Scalability experiments

The goal of a scalability experiment is to determine how well software is able to make good use of additional hardware. In the case of a LUE model, the goal is to determine how well the model is capable of using additional CPU cores, NUMA nodes (grouping CPU cores), or cluster nodes (grouping NUMA nodes). These are the kinds of workers we will focus on here.

There are two kinds of scalability: strong scalability and weak scalability. Strong scalability is not better than weak scalability. They are just different kinds of scalability. Depending on your use-case, you may be more interested in strong scalability or in weak scalability.

There are limits to scalability. Any piece of software will scale up to a certain number of workers. Serial software scales up to 1 worker, parallel software may scale up to many more. Scalability measures must always be associated with the number of workers used to calculate them.

Strong scalability

Strong scalability is relevant if you are interested in speeding up your existing model. A model that has a high strong scalability can make good use of additional hardware to make it finish faster.

In the case of a strong scalability experiment, the goal is to determine whether the model executes faster when more workers are allocated to the process. The problem size (model + data) stays the same each time the model is run on a larger amount of hardware.

Strong scalability is harder to achieve than weak scalability. Software contains serial and parallel fractions. Serial fractions can’t make use of additional workers - they have to run in serial. Parallel fractions may make good using of additional workers. Even in case of a small serial fraction and a perfectly scalable parallel fraction, overall strong scalability will be limited. See the Wikipedia page on Amdahl’s law for a sobering explanation of this fact.

A good way to express strong scalability is the relative strong scalability efficiency (\(RSE_{strong}\)):

\[RSE_{strong} = \frac{T_{S,1}}{P \times T_{S,P}} \times 100\%\]

\(P\)

Number of workers

\(T_{S,1}\)

Latency when using one worker

\(T_{S,P}\)

Latency when working \(P\) workers

For a strong scalability experiment you have to run the model multiple times, at least once for each number of workers, and measure the amount of time it takes to finish executing.

Weak scalability

Weak scalability is relevant if you are interested in increasing the amount of data used by your model. A model that has high weak scalability can make good use of the additional hardware to make the time used to execute it not increase much.

In the case of a weak scalability experiment, the goal is to determine whether or not the time it takes to execute a model stays the same when the amount of data and the amount of workers is increased. The amount of data is scaled linearly with the number of workers.

Weak scalability is easier to achieve than strong scalability due to the fact that increases in the size of the dataset used, often has an effect on the parallel fraction of the software and not on the serial fraction. See the Wikipedia page on Gustafson’s law for more information about this.
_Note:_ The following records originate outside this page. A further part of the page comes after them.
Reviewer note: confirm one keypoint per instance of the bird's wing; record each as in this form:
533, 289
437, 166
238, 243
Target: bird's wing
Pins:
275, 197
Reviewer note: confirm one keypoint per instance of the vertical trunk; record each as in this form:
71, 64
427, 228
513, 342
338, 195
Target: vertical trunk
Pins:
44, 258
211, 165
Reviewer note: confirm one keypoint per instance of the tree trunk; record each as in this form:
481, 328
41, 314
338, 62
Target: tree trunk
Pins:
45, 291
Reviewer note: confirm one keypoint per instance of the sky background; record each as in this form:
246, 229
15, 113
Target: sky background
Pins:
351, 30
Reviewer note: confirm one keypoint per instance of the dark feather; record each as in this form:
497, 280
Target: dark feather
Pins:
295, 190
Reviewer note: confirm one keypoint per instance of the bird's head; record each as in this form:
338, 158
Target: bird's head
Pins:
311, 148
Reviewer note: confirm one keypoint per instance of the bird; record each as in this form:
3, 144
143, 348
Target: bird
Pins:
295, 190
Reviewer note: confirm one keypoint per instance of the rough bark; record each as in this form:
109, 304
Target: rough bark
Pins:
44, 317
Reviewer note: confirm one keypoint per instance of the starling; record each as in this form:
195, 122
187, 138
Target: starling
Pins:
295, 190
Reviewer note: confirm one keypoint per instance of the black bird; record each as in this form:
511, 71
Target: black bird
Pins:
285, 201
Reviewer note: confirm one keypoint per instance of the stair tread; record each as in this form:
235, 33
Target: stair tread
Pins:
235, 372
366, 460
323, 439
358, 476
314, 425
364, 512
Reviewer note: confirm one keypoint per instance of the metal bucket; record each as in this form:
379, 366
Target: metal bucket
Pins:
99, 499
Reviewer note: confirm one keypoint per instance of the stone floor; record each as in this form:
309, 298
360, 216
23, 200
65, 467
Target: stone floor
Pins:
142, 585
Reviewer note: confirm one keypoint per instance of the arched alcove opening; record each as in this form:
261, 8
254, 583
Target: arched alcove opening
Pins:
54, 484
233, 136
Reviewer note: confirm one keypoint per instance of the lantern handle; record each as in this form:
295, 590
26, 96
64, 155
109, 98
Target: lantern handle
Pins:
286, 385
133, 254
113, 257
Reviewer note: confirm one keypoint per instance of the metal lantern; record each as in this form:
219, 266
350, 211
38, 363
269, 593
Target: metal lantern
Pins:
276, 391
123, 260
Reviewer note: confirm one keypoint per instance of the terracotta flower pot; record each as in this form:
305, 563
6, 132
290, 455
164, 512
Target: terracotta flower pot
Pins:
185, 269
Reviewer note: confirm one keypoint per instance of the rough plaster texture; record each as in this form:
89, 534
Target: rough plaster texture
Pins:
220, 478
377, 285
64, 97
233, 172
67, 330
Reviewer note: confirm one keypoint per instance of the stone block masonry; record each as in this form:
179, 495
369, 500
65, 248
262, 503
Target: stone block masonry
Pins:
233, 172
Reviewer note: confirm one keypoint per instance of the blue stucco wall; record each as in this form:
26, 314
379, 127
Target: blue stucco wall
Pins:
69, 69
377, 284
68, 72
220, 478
A good way to express scalability is the relative weak scalability efficiency (\(RSE_{weak}\)):

\[RSE_{weak} = \frac{T_{W,1}}{T_{W,P}} \times 100\%\]

\(P\)

Number of workers

\(T_{W,1}\)

Latency when using one worker

\(T_{W,P}\)

Latency when working \(P\) workers

For a strong scalability experiment you have to run the model multiple times, at least once for each number of workers, and measure the amount of time it takes to finish executing. The size of the datasets must be scaled linearly with the number of workers used.

Tips and tricks

  • Be clear about what you want to measure. If you want to determine the scalability of the computations, then make sure that your timings don’t include time spent on I/O.

  • Make sure that the hardware used to execute the model is not also used by other (heavy) processes.

  • Make sure that the problem size is “compatible” with the hardware. For example, calculate the amount of RAM per CPU and make sure that this value times the number of CPUs is never exceeded during the experiments.

  • During test runs, monitor the hardware. Are all CPUs used indeed busy all the time. Is the memory usage of the model within the expected bounds?

  • All experiments should take at least a few seconds to finish. Ideally tens of seconds or more.

  • Only do scalability experiments of LUE models with a partition size for which the model executes fastest.

  • Make sure the number of partitions is larger than the number of CPU cores used in the experiment. Otherwise the CPUs will be drained of useful work to do. This may indicate that you are using too much hardware for the problem size.

  • A good way to present the results is to graph \(RSE_{strong}\) or \(RSE_{weak}\) against \(P\). Also plot the lines for linear (perfect) and serial (no) scalability. This helps putting the actual scalabilities into perspective visually.

  • It may be useful to run the model multiple times for each number of workers, to learn about the spread in the results.

  • Some more information and scripts for automating scalability experiments can be found in the LUE Quality Assurance repository. Use it for inspiration, but note that this is still very much work in progress.